The Market Participants
In the market there are basically four categories of participant:
Longs
Shorts
Uncommitted Longs
Uncommitted Shorts
What happens to the market price basically depends on the net balance between
these four parties. If, for example, the uncommitted longs are very keen
to get long, the uncommitted shorts are not very keen on going short, the
longs are quite happy as they are and the shorts are not very happy to
remain short then the net effect will be a surfeit of buying and the price
will rise.
Next consider what happens after the price has gone done to a certain
level and then turned around and gone up, making a pivot low. Then the
market starts to move back done towards this pivot low:

The result of this is that our four categories of market participants
will now modify their behavior in the light of what has happened:
The Longs Although the longs probably are not very happy at
the moment since the market has been falling, they will probably feel that
at least the market has found support and since buyers were sufficiently
keen to buy at the low point last time they may well do so again. So the
longs will probably hold on, waiting to see what happens when the price
moves back down to the pivot low. If that low fails to hold then they may
well liquidate.
The Shorts Although the shorts are probably quite happy since
the market is moving in their favour, they may be a bit worried since the
market found support at the pivot low. The more cautious of the shorts
may decide to take profits at the pivot low since that was were the market
held up last time. Otherwise, the shorts will be watching the pivot low
point closely and if it holds up again they may well decide to liquidate.
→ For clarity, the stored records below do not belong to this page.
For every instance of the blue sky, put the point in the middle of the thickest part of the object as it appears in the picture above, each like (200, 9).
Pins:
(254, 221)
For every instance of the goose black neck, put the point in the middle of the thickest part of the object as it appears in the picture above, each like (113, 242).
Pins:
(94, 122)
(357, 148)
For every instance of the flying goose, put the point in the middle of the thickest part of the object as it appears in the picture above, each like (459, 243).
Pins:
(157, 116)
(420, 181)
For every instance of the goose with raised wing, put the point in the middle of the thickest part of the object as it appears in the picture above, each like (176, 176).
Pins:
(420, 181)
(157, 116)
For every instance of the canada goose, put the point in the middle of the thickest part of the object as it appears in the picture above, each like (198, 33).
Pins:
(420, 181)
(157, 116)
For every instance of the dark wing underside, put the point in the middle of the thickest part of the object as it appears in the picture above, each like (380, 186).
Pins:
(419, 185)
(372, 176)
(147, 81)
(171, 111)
The Uncommitted Longs These participants are looking for a place
to go long. Since the market turned around at the pivot low last time that
seems as good a price as any for it to turn around again this time so there
may well be buying at the pivot low price. At the very least the uncommitted
longs will be watching the pivot low point closely, ready to jump on if
neccessary.
The Uncommitted Shorts The uncommitted shorts are a bit wary
of going short since the market turned around at the pivot low level last
time. They will probably wait to see if the low is going to hold again
and only commit themselves to going short if it should fail to hold.